Há, mesmo, a esse respeito, uma aparente contradição em seu Pontificado, que com certeza os historiadores futuros anotarão como uma das características de sua orientação lúcida e penetrante.

Com efeito, Pio XI, que foi o Papa da cooperação, foi talvez o Papa que maiores e mais importantes alianças rejeitou para a Igreja. A “Action Française”, o nazismo e a “politique de la main tendue” foram três exemplos claríssimos dessa orientação intransigente.

Nestes três casos, deu-se uma tentativa de católicos mal formados de realizarem a seu modo a política de cooperação do Papa.

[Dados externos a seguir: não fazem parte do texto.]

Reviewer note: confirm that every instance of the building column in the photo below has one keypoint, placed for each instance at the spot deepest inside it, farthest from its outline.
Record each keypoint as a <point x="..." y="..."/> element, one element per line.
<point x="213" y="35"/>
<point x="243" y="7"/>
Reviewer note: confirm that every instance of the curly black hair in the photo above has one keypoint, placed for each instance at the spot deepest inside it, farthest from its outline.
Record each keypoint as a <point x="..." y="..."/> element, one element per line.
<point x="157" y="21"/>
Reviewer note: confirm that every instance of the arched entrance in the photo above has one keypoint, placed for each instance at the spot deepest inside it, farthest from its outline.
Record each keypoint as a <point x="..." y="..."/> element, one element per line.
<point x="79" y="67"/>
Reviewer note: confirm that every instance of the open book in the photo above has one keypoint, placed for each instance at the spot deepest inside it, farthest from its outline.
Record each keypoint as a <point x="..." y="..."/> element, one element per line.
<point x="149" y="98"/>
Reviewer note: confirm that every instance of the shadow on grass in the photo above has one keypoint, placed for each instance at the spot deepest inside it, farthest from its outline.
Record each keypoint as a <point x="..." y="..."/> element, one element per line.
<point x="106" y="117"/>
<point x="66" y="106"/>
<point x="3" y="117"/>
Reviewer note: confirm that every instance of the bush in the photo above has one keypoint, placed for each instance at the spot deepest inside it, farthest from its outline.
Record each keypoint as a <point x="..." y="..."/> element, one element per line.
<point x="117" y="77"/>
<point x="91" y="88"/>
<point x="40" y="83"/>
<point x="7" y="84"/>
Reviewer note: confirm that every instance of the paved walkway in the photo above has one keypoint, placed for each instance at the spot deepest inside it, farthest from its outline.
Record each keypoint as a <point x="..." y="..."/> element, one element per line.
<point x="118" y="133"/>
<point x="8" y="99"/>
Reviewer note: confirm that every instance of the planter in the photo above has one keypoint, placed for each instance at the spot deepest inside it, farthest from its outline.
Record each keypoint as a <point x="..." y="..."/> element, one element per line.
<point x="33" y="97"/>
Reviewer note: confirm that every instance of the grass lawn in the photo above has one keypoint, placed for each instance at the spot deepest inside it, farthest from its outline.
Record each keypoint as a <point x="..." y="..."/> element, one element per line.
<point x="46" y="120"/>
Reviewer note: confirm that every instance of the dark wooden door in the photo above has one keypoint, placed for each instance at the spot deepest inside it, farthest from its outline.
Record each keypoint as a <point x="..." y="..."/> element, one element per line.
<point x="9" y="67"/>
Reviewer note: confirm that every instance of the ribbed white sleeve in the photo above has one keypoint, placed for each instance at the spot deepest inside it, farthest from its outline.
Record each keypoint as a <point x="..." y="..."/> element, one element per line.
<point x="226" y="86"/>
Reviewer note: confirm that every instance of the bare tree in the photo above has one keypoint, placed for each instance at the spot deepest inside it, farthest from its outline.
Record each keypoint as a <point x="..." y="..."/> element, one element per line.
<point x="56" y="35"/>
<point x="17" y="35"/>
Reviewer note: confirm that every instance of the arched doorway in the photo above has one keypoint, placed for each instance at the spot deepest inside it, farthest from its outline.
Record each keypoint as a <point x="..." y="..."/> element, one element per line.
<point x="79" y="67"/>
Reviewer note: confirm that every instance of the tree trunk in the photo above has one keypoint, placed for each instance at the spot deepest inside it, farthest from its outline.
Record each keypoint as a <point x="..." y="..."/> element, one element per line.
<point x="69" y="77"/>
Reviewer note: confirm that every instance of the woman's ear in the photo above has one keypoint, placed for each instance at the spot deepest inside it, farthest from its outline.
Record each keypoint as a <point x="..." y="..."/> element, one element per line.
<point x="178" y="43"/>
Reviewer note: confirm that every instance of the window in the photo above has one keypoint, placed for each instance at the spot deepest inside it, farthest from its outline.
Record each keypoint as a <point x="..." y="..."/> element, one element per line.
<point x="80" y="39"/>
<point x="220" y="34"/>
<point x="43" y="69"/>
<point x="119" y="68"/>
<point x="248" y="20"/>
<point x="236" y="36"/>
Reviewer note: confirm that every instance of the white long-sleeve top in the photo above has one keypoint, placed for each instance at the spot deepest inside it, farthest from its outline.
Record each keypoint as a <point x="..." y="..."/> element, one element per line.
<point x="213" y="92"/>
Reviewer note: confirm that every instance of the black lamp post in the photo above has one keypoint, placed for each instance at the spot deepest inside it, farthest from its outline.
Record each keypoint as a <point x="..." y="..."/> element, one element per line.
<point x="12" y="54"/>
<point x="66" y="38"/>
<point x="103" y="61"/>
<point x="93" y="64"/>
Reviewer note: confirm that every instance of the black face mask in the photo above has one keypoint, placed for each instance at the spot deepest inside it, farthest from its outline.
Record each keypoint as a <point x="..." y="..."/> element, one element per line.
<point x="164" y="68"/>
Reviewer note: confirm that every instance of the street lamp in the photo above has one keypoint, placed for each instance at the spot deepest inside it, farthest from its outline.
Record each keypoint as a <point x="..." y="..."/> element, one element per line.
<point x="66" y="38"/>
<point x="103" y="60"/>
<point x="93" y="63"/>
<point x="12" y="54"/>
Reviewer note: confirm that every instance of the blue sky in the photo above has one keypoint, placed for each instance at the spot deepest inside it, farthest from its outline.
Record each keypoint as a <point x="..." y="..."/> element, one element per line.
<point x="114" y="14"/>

Quando Pio XI subiu ao Trono pontifício, encontrou, dependente de solução, o gravíssimo problema da “Action Française”. Essa corrente monárquica francesa, chefiada por dois intelectuais de grande valor, Daudet e Maurras, apresentava um belíssimo programa de reconstrução social, em cujos itens se podiam discernir vários princípios católicos, aplicados com incontestável genialidade aos problemas franceses. Assim, pois, havia muitos pontos do contato entre essa corrente e os católicos. Por outro lado, seus chefes, pessoalmente relacionados com altas personalidades católicas, não cessavam de reiterar sua simpatia ao catolicismo, e deixavam entrever uma situação lisonjeira para a Igreja, caso a “Action Française” vencesse. É certo que, por outro lado, muitos erros doutrinários se poderiam assinalar no programa da “Action Française”. Mas não seria preferível cooperar com esse movimento a guerreá-lo? Não seria melhor conquistá-lo do que combatê-lo? Não seria mais vantajoso apoiar seus chefes (ambos agnósticos) para atrair assim a sua simpatia e depois convertê-los imediatamente ou mesmo quando já tivessem galgado o poder? Muita gente achou que sim, e afirmou que, assim agindo, estava de acordo com a política de cooperação pregada por Pio XI. Mas Pio XI achou que não. Condenou, pois, o movimento, seus aderentes, seus cooperadores, e até os leitores de seus jornais. A mão que a “Action Française” lhe estendia, Pio XI julgou não dever corresponder senão com um golpe. E esse golpe foi duro e certeiro...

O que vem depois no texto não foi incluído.